Wünsche seien nie klug, soll Charles Dickens geschrieben haben, und das sei noch das Beste an ihnen. Dass die Mädchen unter den Bäumen dies akzeptieren, war ausgeschlossen. Natürlich hatten sie Wünsche, große, hoffnungsvolle und wer ist Dickens, werden sie fragen. Möglich, dass ihnen geantwortet wird, der habe (was falsch ist, aber von vielen geglaubt wird), den kleinen Lord erschaffen, eine verwunschene Figur, (wie Schneewittchen), die jedes Jahr zu Weihnachten im Nachmittagsprogramm gezeigt wird. Die Mädchen müssten sich doch an den kleinen Lord erinnern, diesen Kindmessias des 19. Jahrhunderts, sie guckten das doch. Dem kleinen Lord gelang alles, weil er sich die Welt schön dachte.

Aber sorry, das interessierte die Mädchen nicht, die Maria vom Fenster aus sah, dort hinten unter den Bäumen in diesem heruntergekommenen Stadtteil Berlins. Die Welt war nicht so. Für Teenager schon gar nicht. Das Gegenteil des Wünschens nämlich ist die Verneinung. Abneigung, Gleichgültigkeit, Abscheu. Ungnade. Ärger, Fluch. Damit kannten sich die Mädchen sehr gut aus.

Maria, diese Maria am Fenster, ahnte die Wünsche der Mädchen, aber sie wusste auch um all die Verneinungen, die die Mädchen erleben werden.
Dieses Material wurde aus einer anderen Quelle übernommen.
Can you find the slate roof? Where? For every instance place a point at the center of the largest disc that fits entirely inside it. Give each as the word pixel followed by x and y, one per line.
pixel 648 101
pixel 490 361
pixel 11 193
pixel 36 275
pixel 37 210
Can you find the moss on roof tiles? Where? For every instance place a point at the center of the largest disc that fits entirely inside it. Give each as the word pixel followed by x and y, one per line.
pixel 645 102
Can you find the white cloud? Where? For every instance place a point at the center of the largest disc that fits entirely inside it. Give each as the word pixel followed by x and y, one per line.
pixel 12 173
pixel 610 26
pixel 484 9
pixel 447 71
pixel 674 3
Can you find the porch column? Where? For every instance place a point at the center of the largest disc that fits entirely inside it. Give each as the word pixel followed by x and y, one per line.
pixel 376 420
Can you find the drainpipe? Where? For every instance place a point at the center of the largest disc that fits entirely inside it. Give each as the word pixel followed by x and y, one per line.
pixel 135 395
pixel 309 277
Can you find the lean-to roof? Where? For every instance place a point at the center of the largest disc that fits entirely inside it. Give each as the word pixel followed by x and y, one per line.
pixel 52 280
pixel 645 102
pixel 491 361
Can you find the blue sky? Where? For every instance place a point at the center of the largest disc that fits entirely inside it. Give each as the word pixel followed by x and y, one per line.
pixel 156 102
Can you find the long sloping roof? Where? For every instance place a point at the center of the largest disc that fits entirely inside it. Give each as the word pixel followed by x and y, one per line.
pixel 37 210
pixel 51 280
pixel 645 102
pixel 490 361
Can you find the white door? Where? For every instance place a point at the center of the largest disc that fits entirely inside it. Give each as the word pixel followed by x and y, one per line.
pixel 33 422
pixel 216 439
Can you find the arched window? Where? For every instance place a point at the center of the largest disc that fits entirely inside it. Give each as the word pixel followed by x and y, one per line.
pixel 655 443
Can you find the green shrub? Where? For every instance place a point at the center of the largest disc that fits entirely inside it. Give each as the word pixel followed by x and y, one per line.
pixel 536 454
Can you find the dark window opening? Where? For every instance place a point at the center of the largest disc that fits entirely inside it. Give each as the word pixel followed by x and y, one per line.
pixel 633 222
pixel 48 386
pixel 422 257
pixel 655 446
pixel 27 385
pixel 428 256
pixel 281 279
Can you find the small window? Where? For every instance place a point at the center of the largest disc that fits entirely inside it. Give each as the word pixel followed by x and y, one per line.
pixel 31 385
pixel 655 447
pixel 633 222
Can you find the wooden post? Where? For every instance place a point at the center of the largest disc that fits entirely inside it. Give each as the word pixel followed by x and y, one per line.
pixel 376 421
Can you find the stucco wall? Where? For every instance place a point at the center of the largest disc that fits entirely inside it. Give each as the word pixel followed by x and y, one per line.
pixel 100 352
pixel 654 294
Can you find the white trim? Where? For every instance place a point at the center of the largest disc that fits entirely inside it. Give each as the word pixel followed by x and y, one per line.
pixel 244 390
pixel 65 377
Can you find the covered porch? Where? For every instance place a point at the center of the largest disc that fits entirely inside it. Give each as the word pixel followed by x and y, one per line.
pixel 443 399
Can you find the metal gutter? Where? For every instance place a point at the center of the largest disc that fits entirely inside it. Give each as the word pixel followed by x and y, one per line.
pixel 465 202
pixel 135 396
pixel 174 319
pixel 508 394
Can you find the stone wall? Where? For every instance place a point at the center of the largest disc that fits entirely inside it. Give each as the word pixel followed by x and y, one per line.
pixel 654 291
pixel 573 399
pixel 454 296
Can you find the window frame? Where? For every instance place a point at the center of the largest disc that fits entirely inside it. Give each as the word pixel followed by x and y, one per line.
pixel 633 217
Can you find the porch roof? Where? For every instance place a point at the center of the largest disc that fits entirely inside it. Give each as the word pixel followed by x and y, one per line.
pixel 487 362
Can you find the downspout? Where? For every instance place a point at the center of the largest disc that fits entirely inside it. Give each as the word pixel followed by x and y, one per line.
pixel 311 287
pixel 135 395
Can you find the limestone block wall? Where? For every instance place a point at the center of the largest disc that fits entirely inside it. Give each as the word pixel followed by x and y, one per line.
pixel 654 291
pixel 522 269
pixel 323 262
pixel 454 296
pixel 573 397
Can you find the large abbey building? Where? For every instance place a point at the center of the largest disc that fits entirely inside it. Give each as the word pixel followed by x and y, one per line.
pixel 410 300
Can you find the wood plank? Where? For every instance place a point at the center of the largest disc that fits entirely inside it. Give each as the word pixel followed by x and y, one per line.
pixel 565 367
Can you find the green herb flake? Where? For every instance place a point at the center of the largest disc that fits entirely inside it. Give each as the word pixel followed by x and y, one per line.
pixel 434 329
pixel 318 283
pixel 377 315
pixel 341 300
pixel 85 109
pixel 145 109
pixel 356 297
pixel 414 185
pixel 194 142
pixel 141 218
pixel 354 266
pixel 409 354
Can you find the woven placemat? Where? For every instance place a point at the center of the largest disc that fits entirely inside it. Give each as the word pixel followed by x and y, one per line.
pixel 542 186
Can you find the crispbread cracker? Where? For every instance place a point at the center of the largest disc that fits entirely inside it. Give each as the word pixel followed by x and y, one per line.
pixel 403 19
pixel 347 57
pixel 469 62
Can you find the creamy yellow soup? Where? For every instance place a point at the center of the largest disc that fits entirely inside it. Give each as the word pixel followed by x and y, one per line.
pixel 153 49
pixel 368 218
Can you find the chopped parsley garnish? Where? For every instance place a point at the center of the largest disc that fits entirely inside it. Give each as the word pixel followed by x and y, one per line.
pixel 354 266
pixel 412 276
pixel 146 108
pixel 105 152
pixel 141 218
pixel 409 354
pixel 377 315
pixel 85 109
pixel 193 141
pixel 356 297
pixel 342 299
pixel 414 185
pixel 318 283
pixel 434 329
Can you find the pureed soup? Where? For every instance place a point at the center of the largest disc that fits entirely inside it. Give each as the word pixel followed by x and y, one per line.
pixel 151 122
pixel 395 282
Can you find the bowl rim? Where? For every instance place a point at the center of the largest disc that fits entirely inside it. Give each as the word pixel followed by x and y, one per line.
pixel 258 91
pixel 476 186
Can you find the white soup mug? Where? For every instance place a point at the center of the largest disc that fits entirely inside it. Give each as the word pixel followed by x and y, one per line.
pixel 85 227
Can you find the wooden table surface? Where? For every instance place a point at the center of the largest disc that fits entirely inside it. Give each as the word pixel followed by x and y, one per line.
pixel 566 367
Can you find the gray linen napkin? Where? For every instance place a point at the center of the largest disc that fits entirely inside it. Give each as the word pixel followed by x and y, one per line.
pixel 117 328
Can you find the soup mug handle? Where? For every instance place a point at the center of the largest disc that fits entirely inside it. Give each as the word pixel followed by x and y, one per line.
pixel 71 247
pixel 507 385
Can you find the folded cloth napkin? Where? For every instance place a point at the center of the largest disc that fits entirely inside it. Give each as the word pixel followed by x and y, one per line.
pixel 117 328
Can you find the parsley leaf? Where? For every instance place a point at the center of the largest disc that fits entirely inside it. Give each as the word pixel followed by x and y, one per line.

Und weil sie darob in Wut geriet, aber auch über den immer enger werdenden Planeten, der die Feldvögel in diese verlotterte Straße in Berlin trieb und den Kinder die Luft zum Atmen und Großwerden nahm, spürte sie sich wieder. Und ah, dabei kam sie (wie Schneewittchens Stiefmutter) der Verneinung des Wünschens doch auf die Spur: Es musste das Verwünschen sein. Aber so weit war sie noch nicht.

Und nun dies: Ich, die ich die Urheberin bin dieser ungeschriebenen Geschichte, in der sich Maria wünscht, eine Fiktion zu erschaffen, wünschte mir, Sie, die bis hierhin gekommen sind, würden diese Geschichte lesen wollen, wenn sie geschrieben wäre. Denn ich bin nicht so selbstlos wie die Protagonistin, die Wünsche nicht an andere, sondern nur an sich selbst richtete, bevor sie ganz aufhörte, sich etwas zu wünschen.

Unsere Wünsche seien Vorgefühle der Fähigkeiten, die in uns lägen, schrieb Goethe, sie seien Vorboten desjenigen, was wir zu leisten imstande sein werden. Ach Gott.

Was soll sich ändern?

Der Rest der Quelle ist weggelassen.